47Als een vreemdeling die bij u woont rijk wordt en uw broer vervalt tot een zo grote armoede dat hij zich aan hem of aan iemand van diens familie verkoopt, 48dan heeft hij daarna recht van verlossing. Een van zijn verwanten moet hem verlossen; 49zijn oom, diens zoon of iemand anders van zijn naaste familie. Is zijn vermogen weer toereikend geworden, dan kan hij zichzelf vrijkopen. 50Hij moet met de koper de tijd tussen het jaar van de verkoop en het jobeljaar berekenen en in overeenstemming daarmee de prijs van de verkoop bepalen.

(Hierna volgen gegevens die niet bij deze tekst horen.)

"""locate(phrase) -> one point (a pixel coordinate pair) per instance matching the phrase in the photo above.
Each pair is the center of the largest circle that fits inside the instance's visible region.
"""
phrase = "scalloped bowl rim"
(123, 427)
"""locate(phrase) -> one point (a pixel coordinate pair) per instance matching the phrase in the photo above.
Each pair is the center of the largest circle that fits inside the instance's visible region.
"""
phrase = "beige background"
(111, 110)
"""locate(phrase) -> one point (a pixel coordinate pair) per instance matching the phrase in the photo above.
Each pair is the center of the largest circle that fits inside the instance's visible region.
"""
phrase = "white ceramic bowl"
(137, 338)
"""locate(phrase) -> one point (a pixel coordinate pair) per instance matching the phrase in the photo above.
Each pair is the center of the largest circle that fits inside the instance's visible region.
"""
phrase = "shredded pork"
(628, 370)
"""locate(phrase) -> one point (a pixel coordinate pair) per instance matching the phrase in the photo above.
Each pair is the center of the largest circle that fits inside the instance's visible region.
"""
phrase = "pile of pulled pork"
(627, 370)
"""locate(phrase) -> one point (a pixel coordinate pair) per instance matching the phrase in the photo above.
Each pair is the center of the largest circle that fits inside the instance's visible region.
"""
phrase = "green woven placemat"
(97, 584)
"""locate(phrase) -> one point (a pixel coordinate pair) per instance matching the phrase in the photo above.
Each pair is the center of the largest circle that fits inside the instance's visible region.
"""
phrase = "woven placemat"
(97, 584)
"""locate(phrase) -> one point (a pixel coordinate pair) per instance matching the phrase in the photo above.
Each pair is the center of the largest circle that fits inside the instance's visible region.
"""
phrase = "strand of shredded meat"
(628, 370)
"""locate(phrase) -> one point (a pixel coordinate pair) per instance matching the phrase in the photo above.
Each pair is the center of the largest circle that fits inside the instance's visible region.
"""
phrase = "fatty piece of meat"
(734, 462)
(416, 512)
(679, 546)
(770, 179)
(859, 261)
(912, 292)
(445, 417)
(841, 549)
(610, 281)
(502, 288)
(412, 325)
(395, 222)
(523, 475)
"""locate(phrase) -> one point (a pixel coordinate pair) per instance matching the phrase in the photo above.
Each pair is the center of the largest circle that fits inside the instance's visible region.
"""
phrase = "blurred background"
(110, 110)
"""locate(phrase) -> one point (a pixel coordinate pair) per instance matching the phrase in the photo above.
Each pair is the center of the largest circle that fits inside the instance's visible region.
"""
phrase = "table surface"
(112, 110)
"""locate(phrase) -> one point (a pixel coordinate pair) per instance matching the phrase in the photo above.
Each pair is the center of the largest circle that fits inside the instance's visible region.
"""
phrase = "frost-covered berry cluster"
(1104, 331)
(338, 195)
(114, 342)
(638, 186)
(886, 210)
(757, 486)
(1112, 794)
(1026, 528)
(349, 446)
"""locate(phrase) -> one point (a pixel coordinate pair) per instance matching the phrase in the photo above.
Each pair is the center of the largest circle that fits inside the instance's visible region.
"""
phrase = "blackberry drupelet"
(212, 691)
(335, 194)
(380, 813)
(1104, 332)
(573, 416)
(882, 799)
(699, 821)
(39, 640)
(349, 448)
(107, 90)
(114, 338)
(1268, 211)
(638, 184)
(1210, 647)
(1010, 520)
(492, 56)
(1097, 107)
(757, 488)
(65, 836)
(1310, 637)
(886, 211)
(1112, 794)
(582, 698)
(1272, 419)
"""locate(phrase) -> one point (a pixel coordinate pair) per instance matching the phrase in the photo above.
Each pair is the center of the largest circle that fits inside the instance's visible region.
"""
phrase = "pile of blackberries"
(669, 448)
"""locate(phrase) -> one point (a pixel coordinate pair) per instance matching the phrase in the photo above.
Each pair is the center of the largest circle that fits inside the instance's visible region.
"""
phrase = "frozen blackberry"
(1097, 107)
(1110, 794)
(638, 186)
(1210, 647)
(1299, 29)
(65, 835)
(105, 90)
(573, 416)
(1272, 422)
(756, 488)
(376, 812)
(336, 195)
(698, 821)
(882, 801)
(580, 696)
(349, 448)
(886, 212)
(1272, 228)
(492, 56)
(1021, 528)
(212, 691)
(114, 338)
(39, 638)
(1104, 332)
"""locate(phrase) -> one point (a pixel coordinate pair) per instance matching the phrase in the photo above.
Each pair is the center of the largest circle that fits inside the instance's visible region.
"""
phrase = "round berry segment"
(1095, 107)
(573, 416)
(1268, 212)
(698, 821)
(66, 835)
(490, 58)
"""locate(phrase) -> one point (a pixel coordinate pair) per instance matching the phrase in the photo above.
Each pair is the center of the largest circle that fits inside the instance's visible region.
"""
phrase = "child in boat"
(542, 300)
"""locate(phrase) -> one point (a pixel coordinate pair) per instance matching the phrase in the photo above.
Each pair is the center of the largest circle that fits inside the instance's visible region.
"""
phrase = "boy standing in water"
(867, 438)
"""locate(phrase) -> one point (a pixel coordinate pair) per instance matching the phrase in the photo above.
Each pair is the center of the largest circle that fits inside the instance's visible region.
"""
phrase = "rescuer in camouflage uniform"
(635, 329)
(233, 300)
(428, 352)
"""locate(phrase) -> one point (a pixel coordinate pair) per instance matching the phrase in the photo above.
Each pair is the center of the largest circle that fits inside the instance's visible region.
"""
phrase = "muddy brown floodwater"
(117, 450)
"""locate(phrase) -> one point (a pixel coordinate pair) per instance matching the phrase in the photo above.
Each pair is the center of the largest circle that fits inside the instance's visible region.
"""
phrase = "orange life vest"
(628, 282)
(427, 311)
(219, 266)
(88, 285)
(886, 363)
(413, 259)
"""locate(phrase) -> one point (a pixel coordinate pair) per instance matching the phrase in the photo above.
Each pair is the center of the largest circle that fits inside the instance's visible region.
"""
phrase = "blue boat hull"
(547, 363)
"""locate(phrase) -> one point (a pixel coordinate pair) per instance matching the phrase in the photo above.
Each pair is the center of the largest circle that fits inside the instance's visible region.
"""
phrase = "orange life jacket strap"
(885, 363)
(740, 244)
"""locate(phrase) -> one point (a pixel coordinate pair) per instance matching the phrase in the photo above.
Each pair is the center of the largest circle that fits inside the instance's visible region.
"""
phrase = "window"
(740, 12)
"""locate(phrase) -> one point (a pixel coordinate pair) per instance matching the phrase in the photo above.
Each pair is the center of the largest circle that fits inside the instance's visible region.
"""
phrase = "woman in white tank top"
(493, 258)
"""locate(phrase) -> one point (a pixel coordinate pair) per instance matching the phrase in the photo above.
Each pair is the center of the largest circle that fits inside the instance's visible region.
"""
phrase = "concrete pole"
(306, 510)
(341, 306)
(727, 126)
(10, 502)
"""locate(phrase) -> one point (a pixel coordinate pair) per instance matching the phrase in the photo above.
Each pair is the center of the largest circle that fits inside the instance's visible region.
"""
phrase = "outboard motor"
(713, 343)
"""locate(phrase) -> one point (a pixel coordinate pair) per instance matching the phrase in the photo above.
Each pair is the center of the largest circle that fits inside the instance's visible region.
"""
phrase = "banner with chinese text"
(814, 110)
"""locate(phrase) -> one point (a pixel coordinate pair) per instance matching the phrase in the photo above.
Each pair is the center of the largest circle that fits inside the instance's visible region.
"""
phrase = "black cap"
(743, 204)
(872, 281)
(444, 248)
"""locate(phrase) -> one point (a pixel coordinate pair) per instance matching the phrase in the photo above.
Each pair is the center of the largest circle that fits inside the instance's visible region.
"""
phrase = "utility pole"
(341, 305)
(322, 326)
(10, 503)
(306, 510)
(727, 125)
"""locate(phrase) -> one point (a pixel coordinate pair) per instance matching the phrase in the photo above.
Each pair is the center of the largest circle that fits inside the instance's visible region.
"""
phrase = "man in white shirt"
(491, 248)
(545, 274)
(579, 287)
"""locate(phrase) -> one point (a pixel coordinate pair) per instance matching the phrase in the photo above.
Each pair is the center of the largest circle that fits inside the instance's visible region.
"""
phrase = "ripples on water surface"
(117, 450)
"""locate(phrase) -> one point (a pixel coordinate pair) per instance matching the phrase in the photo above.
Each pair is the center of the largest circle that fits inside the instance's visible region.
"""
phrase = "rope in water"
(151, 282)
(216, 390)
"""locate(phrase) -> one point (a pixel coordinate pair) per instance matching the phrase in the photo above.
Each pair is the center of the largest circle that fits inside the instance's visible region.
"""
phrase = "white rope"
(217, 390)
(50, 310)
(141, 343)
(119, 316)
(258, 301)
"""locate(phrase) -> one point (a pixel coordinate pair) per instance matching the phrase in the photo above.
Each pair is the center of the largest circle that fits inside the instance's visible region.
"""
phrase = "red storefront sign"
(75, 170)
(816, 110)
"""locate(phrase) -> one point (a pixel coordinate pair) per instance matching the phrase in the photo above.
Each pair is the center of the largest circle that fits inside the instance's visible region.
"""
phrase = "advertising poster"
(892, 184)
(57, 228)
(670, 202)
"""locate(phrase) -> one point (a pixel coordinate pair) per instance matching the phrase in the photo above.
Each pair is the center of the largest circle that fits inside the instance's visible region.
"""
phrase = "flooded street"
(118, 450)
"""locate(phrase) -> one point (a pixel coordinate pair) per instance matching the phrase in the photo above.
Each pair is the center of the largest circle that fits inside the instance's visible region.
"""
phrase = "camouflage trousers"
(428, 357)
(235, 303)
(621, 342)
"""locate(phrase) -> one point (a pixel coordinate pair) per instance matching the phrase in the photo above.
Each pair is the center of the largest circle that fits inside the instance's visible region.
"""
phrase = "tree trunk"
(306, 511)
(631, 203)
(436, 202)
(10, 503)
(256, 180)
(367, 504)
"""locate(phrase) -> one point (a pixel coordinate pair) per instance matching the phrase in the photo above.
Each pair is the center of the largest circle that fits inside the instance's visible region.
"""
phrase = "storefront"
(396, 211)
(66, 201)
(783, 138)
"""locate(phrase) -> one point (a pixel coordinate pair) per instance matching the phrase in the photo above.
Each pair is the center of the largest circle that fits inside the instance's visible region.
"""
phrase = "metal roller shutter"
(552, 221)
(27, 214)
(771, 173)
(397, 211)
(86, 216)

Voor de jaren dat hij bij hem gewerkt heeft, geldt het tarief van een dagloner. 51Resten er nog veel jaren tot aan het jobeljaar, dan moet hij een evenredig deel van de koopsom als losprijs betalen. 52Resten er nog weinig jaren, ook dan moet de losprijs in overeenstemming daarmee worden berekend. 53De tijd dat hij bij hem is, moet hij behandeld worden als een dagloner; hij mag onder uw ogen niet worden getiranniseerd. 54Wordt hij op geen van deze manieren losgekocht, dan komt hij met zijn kinderen vrij in het jobeljaar. 55Want de Israëlieten zijn dienaren van Mij; Ik heb hen uit Egypte geleid. Ik ben de Heer uw God.